All of that seemed to cloud the shows’ future.
But Toundas said Championship has recovered from each setback and is slowly growing again, with revenue increasing 3 percent to 4 percent a year.
Even better, Toundas said, Championship Auto Shows plans to expand its schedule.
In the short term, the company wants to add three or four shows, he said.
“We want to expand to 20 to 25 shows a year ultimately,” he said.
Although he won’t disclose annual revenue or profit, Toundas said Championship makes money.
“The only thing I can tell you is we have close to 30 full-time employees, and we work out of a 50,000-square-foot building,” Toundas said.
Some of the renewal also stems from a growing number of 20- and 30-somethings who are discovering hot-rodding and bringing new blood to a 70-year-old pastime.
In addition, the shows have broadened their formats, adding unusual entertainment like a “Bigfoot” monster-truck car crush; a “street-bike stunt show”; and appearances and autograph signings by cable-television entertainers.
“That’s how you start to reinvent yourself,” Toundas said. “You try to attract more people _ some of them non-car people _ and you broaden your base.”
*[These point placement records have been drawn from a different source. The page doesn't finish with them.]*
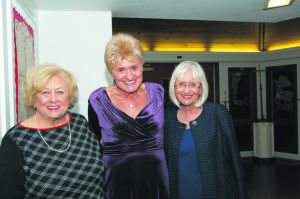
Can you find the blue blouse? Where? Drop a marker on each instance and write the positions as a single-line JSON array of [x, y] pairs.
[[189, 176]]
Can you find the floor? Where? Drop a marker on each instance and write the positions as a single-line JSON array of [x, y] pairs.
[[272, 179]]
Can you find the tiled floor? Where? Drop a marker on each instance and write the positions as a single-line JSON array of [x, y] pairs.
[[278, 179]]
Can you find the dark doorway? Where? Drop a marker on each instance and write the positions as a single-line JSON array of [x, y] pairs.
[[282, 106]]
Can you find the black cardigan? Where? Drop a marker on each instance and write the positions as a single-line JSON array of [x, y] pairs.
[[217, 152]]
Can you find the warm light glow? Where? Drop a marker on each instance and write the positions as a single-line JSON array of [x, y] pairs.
[[278, 3], [167, 47], [283, 46]]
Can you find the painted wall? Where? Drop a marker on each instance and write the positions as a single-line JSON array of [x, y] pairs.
[[227, 60], [76, 42], [7, 105]]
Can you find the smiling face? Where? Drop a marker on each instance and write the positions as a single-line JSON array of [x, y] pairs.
[[52, 102], [128, 75], [187, 89]]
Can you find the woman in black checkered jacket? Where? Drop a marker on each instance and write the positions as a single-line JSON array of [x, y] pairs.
[[53, 153]]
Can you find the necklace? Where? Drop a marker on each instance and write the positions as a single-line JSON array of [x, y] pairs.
[[53, 149]]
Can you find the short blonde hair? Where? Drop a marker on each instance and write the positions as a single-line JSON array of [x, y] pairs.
[[122, 46], [37, 78], [198, 73]]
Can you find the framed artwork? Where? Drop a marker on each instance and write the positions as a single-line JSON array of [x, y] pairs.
[[282, 106], [242, 92], [24, 59]]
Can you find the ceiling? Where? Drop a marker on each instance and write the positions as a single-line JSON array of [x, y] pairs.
[[211, 10]]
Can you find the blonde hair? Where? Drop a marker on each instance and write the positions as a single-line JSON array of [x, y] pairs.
[[122, 46], [37, 78], [198, 73]]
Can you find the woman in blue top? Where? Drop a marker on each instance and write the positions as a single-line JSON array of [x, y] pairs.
[[200, 144]]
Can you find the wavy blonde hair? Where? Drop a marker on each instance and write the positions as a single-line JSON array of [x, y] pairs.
[[198, 73], [122, 46], [37, 78]]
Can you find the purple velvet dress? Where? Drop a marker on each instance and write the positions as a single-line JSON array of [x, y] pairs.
[[133, 154]]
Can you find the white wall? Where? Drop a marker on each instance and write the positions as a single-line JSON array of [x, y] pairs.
[[7, 108], [76, 42], [227, 60]]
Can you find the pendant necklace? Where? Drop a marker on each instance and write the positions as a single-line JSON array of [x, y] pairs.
[[53, 149]]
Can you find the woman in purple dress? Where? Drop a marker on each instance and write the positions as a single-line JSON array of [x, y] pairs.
[[128, 117]]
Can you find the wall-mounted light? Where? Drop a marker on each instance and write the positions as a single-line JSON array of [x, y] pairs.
[[278, 3]]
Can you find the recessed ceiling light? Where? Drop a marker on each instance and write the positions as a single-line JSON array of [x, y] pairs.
[[278, 3]]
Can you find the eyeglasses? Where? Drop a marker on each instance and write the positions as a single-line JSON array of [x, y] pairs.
[[193, 85]]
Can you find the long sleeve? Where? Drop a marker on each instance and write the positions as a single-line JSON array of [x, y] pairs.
[[93, 121], [11, 171], [228, 130]]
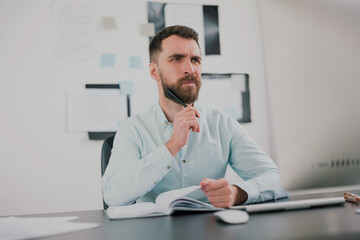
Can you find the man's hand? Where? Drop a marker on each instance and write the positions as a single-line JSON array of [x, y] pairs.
[[184, 121], [221, 193]]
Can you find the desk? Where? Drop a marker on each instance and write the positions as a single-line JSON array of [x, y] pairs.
[[339, 222]]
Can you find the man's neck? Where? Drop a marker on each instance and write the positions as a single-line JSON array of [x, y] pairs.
[[170, 108]]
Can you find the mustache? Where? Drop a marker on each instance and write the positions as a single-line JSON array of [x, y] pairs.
[[190, 78]]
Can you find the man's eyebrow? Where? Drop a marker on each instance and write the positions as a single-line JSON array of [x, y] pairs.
[[176, 55]]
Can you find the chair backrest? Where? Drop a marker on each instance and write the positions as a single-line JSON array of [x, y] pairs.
[[105, 156]]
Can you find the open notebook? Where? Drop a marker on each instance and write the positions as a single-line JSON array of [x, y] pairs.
[[180, 200]]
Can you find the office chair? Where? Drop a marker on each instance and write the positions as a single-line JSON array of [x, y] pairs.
[[105, 156]]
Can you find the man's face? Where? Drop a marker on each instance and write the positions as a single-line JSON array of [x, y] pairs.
[[179, 66]]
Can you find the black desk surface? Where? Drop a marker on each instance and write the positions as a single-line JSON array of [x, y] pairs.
[[336, 222]]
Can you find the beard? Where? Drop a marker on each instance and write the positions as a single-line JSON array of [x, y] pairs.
[[188, 94]]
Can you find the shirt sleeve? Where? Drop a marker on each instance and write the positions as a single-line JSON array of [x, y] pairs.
[[129, 175], [261, 175]]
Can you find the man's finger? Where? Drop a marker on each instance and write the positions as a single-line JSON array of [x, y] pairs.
[[215, 184]]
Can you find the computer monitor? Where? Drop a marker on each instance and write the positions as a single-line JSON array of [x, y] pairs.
[[321, 147]]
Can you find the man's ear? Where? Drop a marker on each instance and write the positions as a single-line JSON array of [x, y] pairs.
[[154, 72]]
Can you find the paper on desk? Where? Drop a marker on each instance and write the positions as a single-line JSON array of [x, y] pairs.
[[29, 228]]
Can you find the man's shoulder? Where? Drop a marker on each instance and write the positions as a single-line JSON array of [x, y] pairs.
[[138, 120]]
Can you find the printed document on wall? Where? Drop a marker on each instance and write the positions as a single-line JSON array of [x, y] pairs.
[[96, 110], [74, 25]]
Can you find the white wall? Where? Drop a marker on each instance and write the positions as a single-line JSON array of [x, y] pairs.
[[312, 67], [45, 168]]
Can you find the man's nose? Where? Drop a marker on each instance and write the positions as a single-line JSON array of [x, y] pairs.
[[189, 68]]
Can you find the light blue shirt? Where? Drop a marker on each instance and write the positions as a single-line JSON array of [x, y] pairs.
[[141, 167]]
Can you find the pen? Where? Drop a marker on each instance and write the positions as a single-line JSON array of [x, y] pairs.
[[175, 97]]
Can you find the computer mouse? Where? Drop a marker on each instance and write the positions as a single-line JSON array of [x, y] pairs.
[[233, 216]]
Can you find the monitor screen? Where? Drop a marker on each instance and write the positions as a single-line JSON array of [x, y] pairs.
[[321, 145]]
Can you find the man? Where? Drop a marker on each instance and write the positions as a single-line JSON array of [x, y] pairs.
[[171, 146]]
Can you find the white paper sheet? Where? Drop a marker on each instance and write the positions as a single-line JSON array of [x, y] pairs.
[[96, 110], [29, 228], [74, 30], [221, 94], [187, 15]]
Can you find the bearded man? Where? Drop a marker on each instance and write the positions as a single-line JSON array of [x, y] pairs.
[[171, 146]]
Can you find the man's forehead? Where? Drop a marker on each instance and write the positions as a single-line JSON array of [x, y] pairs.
[[180, 45]]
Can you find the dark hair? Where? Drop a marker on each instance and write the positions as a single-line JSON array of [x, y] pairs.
[[181, 31]]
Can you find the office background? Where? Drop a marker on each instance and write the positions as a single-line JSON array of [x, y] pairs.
[[282, 45]]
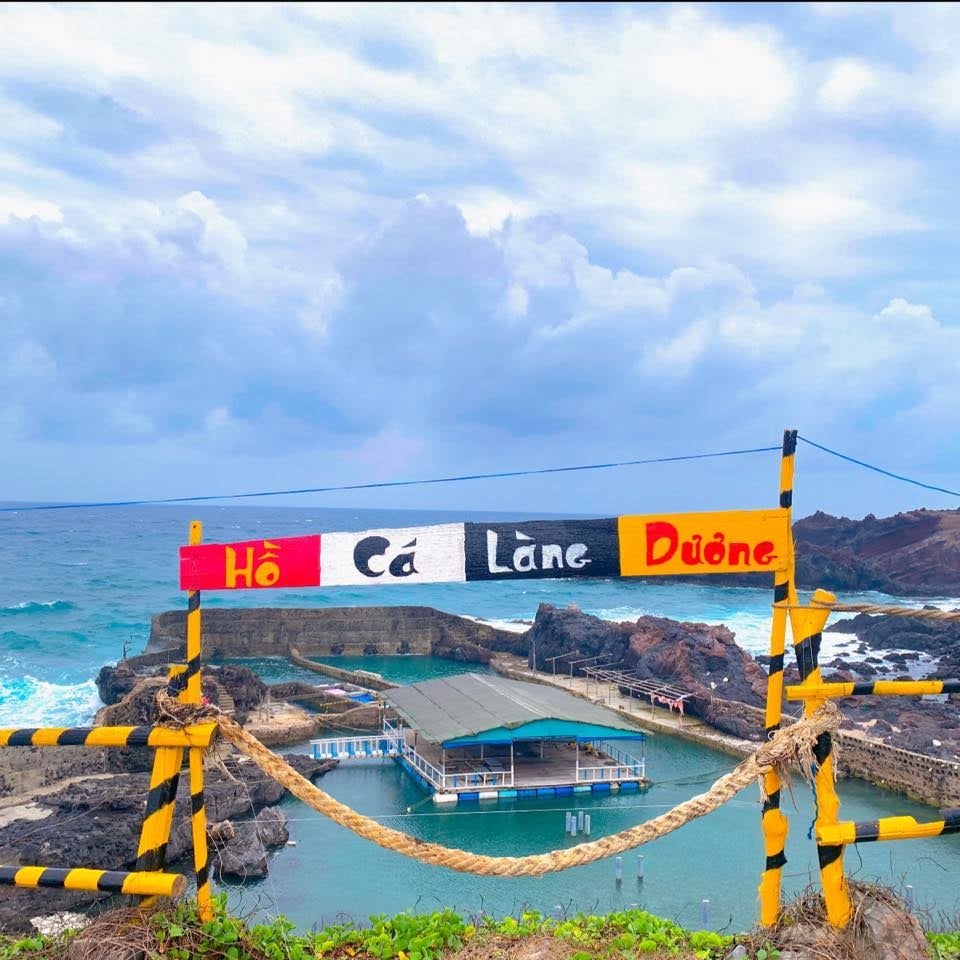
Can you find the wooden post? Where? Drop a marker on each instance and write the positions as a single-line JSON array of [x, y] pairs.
[[806, 625]]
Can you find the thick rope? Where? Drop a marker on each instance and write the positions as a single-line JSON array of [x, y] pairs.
[[793, 745], [874, 608]]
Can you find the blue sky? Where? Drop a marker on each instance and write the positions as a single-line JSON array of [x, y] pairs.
[[268, 246]]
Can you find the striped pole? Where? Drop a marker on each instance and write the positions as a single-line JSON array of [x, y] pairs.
[[158, 816], [890, 828], [198, 827], [106, 881], [168, 761], [878, 688], [774, 823], [806, 624], [197, 735], [193, 692]]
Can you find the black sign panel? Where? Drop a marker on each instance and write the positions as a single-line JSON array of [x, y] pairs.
[[542, 548]]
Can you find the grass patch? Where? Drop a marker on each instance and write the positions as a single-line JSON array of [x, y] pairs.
[[178, 934]]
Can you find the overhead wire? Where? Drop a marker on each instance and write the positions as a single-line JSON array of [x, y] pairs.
[[876, 469], [385, 483]]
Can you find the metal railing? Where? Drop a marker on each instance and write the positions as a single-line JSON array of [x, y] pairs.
[[340, 748], [625, 766]]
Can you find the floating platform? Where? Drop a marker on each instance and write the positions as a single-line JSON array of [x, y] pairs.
[[472, 738]]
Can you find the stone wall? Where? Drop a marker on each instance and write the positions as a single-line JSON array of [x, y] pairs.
[[327, 631], [927, 779]]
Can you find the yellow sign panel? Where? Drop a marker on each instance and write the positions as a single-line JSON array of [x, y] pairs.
[[733, 541]]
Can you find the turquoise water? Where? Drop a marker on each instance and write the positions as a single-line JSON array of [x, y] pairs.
[[401, 669], [331, 872], [77, 587]]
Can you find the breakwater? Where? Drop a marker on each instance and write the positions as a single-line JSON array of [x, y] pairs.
[[332, 631], [925, 779], [378, 631]]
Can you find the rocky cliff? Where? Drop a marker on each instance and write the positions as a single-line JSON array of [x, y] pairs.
[[915, 553], [328, 631], [702, 659]]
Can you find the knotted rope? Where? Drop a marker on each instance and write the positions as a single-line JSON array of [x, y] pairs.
[[793, 745]]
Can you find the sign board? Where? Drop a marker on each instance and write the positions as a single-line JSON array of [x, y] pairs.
[[737, 541]]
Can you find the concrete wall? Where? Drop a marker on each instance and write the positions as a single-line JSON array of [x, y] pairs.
[[329, 631]]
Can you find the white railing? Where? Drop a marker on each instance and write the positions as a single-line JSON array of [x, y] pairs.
[[423, 766], [625, 766], [479, 779], [346, 748], [610, 773], [620, 755]]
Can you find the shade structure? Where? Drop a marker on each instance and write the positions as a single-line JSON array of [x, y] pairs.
[[471, 709]]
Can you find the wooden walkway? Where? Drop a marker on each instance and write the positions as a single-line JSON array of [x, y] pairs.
[[649, 717]]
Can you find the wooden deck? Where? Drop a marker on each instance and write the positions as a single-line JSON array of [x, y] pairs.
[[556, 767]]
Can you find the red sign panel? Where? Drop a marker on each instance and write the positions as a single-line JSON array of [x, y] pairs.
[[253, 564]]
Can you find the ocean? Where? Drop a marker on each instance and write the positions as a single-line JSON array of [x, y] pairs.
[[78, 588]]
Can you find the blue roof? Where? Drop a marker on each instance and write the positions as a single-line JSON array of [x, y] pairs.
[[470, 708]]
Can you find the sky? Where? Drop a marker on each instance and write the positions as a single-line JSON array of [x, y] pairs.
[[283, 246]]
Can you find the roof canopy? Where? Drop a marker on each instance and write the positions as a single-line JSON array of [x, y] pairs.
[[472, 708]]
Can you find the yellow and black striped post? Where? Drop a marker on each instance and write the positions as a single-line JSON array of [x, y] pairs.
[[806, 624], [193, 694], [198, 829], [875, 688], [186, 683], [199, 735], [784, 593], [134, 883], [890, 828]]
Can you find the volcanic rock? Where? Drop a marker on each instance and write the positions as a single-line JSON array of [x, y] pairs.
[[914, 554], [701, 659], [131, 698], [97, 823]]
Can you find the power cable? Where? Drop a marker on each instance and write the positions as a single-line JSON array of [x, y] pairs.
[[385, 484]]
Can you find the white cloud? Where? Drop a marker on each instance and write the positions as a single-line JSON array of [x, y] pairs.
[[635, 122], [26, 207]]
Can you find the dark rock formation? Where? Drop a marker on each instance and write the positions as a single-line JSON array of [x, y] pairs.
[[97, 823], [316, 631], [915, 553], [114, 683], [937, 638], [701, 659], [131, 697], [462, 651], [240, 849]]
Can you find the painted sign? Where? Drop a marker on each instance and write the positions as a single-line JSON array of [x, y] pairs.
[[408, 555], [735, 541], [252, 564], [542, 548]]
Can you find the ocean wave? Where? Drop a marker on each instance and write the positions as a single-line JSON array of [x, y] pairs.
[[28, 702], [37, 606]]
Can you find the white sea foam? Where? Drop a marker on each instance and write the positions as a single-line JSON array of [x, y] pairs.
[[28, 702], [37, 606]]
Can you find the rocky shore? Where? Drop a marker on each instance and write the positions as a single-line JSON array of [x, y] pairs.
[[93, 818]]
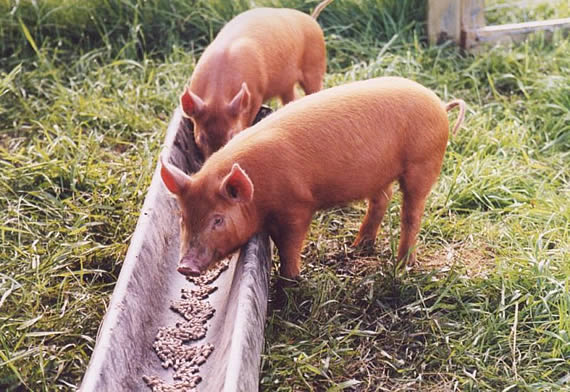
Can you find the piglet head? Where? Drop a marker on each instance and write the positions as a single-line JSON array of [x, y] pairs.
[[215, 214], [217, 121]]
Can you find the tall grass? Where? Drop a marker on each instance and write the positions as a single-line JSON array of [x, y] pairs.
[[86, 91]]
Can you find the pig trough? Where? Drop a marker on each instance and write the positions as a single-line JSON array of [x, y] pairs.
[[149, 283]]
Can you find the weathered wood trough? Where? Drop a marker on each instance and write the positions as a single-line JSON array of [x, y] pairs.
[[149, 282]]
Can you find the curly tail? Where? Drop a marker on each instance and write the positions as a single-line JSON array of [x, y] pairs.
[[319, 8], [451, 105]]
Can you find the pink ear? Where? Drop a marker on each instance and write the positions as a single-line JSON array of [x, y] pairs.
[[237, 185], [174, 178], [191, 103], [240, 101]]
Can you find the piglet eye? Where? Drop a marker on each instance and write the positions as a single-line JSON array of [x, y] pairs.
[[218, 220]]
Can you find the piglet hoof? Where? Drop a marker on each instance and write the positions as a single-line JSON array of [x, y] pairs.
[[364, 244], [282, 287]]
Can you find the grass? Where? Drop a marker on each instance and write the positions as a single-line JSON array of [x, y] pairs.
[[86, 92]]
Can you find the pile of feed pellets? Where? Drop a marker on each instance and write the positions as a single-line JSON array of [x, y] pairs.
[[171, 343]]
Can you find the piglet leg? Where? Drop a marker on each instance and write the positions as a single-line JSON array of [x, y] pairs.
[[376, 209], [288, 236]]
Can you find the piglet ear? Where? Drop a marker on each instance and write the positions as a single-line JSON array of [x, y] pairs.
[[240, 101], [192, 104], [174, 178], [237, 186]]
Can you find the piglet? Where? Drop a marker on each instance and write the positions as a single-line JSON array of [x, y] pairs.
[[339, 145], [260, 54]]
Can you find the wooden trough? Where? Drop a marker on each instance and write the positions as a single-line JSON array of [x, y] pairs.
[[149, 282]]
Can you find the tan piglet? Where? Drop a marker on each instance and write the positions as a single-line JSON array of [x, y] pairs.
[[260, 54], [343, 144]]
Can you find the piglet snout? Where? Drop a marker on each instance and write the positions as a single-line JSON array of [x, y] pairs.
[[188, 267]]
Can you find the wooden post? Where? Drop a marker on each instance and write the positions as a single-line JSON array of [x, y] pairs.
[[444, 18], [472, 19]]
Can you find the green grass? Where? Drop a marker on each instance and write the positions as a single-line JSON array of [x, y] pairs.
[[86, 92]]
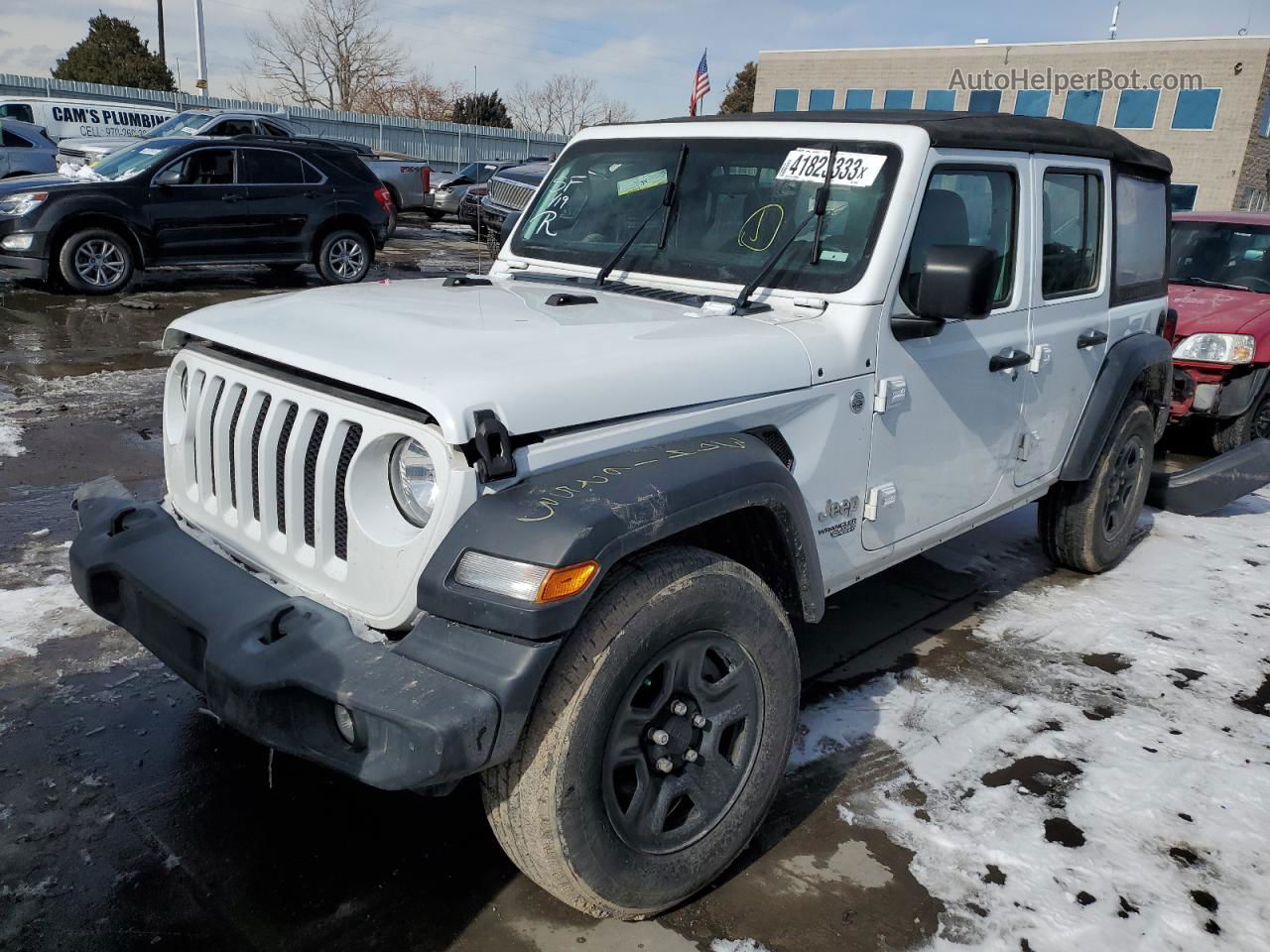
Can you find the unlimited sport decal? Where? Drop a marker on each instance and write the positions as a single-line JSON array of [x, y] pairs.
[[856, 169]]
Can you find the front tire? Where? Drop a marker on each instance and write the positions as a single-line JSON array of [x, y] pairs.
[[1087, 526], [658, 742], [1251, 424], [95, 262], [344, 257]]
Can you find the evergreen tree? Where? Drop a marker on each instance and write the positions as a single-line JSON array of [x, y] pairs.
[[481, 109], [739, 94], [113, 53]]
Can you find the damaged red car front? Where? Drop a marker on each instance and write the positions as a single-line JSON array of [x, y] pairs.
[[1219, 286]]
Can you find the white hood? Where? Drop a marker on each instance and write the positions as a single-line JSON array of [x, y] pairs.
[[457, 349]]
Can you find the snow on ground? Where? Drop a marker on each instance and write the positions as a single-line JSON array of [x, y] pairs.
[[1098, 775], [10, 436]]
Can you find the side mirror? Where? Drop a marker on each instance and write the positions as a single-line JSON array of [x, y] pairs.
[[956, 284], [168, 177]]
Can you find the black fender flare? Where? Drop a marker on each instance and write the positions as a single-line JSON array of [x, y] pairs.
[[1142, 356], [607, 508]]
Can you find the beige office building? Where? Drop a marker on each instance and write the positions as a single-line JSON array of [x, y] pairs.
[[1202, 102]]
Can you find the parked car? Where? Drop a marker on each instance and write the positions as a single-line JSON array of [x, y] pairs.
[[721, 368], [190, 122], [1219, 285], [195, 200], [73, 118], [24, 150], [448, 190], [508, 191]]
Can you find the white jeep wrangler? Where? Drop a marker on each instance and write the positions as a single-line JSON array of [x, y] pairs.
[[722, 370]]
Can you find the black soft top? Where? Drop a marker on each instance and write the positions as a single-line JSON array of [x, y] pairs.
[[998, 131]]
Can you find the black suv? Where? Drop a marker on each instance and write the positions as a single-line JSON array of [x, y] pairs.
[[197, 200]]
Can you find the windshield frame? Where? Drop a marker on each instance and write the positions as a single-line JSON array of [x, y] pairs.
[[157, 151], [786, 280], [157, 134]]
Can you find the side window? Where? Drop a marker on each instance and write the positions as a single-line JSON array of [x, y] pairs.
[[207, 167], [268, 167], [232, 127], [17, 111], [966, 207], [1071, 232], [1141, 239], [12, 140]]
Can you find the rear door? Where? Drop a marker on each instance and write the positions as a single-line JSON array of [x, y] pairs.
[[284, 195], [1070, 326], [204, 214]]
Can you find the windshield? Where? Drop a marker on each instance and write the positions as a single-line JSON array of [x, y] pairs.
[[132, 160], [737, 200], [1220, 254], [181, 125]]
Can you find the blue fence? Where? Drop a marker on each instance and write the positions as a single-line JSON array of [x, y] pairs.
[[445, 145]]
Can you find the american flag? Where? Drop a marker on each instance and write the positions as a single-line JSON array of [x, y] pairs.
[[699, 85]]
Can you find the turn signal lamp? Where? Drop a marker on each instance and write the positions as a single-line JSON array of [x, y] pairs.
[[524, 581]]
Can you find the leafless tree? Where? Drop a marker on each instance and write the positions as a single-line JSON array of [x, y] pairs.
[[416, 96], [330, 56], [564, 103]]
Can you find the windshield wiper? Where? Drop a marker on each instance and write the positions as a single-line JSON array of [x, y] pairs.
[[668, 198], [822, 203], [1206, 284]]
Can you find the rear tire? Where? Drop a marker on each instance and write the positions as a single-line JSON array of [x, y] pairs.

Old-school car shows are still a major part of the huge specialty-car and aftermarket-parts business.
People see wild, heavily modified vehicles at the shows and start thinking about what they could do to their own cars.
“In any kind of sales, you’ve got to have excitement if you’re going to get any business,” said MacGillivray. “Car shows get people excited.”
Gene Mullenberg of the Lone Star Cougar Club says AutoRama attracts more young participants than any other show the club attends, which is important in looking for new members.
“It’s been good for us,” said Mullenberg, whose Texas club helps get cars moved in and handles other show chores.